Of course I’ll be tired and cranky for the next few days, but it was well worth the extra hours on a plane to make this past weekend such a good time. Still, I’m reminded we all must face life’s ups and downs, and even in our best of moments, there are others that actually hurt. I can put those behind me now, but I still know the ups are temporary. Downs are on their way.

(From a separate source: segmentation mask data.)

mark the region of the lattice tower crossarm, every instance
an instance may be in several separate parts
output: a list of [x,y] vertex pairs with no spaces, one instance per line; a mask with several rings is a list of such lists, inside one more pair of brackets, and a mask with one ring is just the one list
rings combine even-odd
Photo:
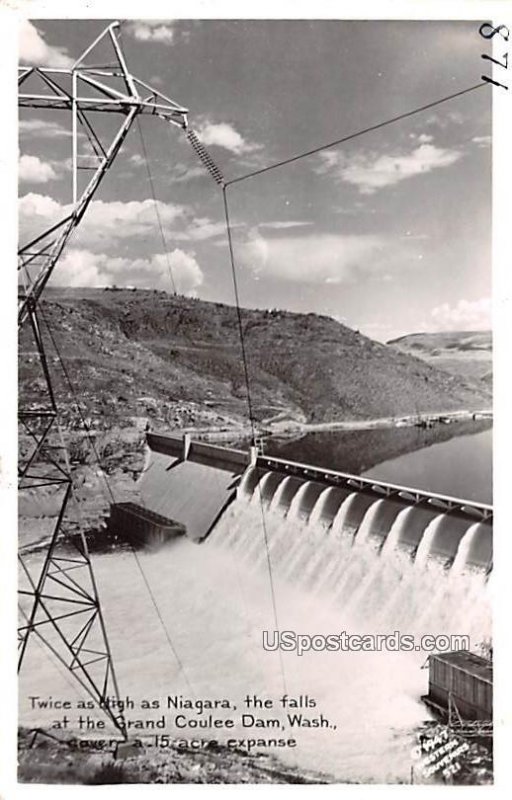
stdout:
[[[119,42],[120,25],[112,23],[94,40],[68,69],[22,66],[19,68],[19,106],[71,112],[72,206],[60,221],[44,230],[18,251],[20,304],[18,324],[28,317],[28,302],[37,302],[71,234],[79,224],[107,170],[139,114],[158,116],[186,130],[188,110],[128,70]],[[87,64],[100,44],[109,44],[114,64]],[[24,91],[30,81],[33,88]],[[119,88],[121,83],[122,90]],[[40,87],[37,89],[37,87]],[[120,114],[123,120],[110,142],[102,141],[91,118],[95,113]],[[79,133],[85,134],[92,154],[84,165],[78,152]],[[92,170],[90,180],[80,191],[79,171]]]

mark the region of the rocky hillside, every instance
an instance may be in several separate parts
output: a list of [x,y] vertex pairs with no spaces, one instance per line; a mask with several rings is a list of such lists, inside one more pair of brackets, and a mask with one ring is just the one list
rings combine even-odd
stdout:
[[[153,291],[50,289],[42,311],[91,424],[130,426],[150,417],[175,428],[222,427],[247,419],[231,306]],[[482,381],[454,377],[330,317],[243,309],[242,323],[258,420],[365,419],[490,404]],[[42,328],[57,398],[71,421],[73,394]],[[21,392],[35,403],[37,358],[30,341],[20,349],[28,353]]]
[[412,333],[388,344],[452,375],[492,384],[491,331]]

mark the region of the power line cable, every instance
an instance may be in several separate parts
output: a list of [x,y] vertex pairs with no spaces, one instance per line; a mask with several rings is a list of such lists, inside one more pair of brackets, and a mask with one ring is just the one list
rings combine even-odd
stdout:
[[308,156],[315,155],[316,153],[321,153],[322,150],[329,150],[331,147],[336,147],[338,144],[349,142],[351,139],[356,139],[359,136],[363,136],[365,133],[371,133],[372,131],[380,130],[380,128],[385,128],[387,125],[393,125],[395,122],[400,122],[402,119],[407,119],[407,117],[420,114],[422,111],[428,111],[430,108],[435,108],[436,106],[446,103],[449,100],[454,100],[456,97],[462,97],[462,95],[468,94],[468,92],[473,92],[475,89],[479,89],[481,86],[488,86],[488,84],[485,81],[482,83],[477,83],[474,86],[470,86],[468,89],[462,89],[460,92],[454,92],[454,94],[446,95],[446,97],[442,97],[440,100],[434,100],[432,103],[427,103],[426,105],[419,106],[418,108],[413,108],[411,111],[406,111],[405,113],[399,114],[396,117],[391,117],[383,122],[378,122],[376,125],[370,125],[368,128],[363,128],[363,130],[356,131],[356,133],[350,133],[348,136],[343,136],[341,139],[335,139],[335,141],[328,142],[328,144],[314,147],[312,150],[306,150],[305,152],[299,153],[291,158],[285,158],[282,161],[276,161],[275,164],[269,164],[267,167],[256,169],[253,172],[248,172],[246,175],[241,175],[239,178],[233,178],[230,181],[226,181],[226,186],[231,186],[234,183],[240,183],[248,178],[254,178],[256,175],[262,175],[264,172],[270,172],[270,170],[283,167],[286,164],[292,164],[294,161],[299,161],[302,158],[307,158]]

Now, you might think that that last sentence took a turn, but it didn’t really. This is all just a reminder to me that the one who brings us life’s joys is also the one who forms and cares for us through the darkest times. I spent hours cramped uncomfortably in a metal tube with no exit but death or the gate at the end of a successful flight (which has happened every time I’ve done it) for a few moments of joy to refresh me, and yet I can rest also knowing of an eternal joy that will eventually overcome every pain and tear I have yet to face.
Sure, it sucks when the pain comes in life (and we all know it comes for every, single, one of us). Anyone reading this right now has felt it, and will most probably feel it again. The difference is this. I hold to the joy of knowing there is an end that is much more than just fading into nothingness at best (and eternal torment at worst): an eternity of life in a heaven where those pains won’t even be memories.
Who wouldn’t want that but those who would rather cling to the pain.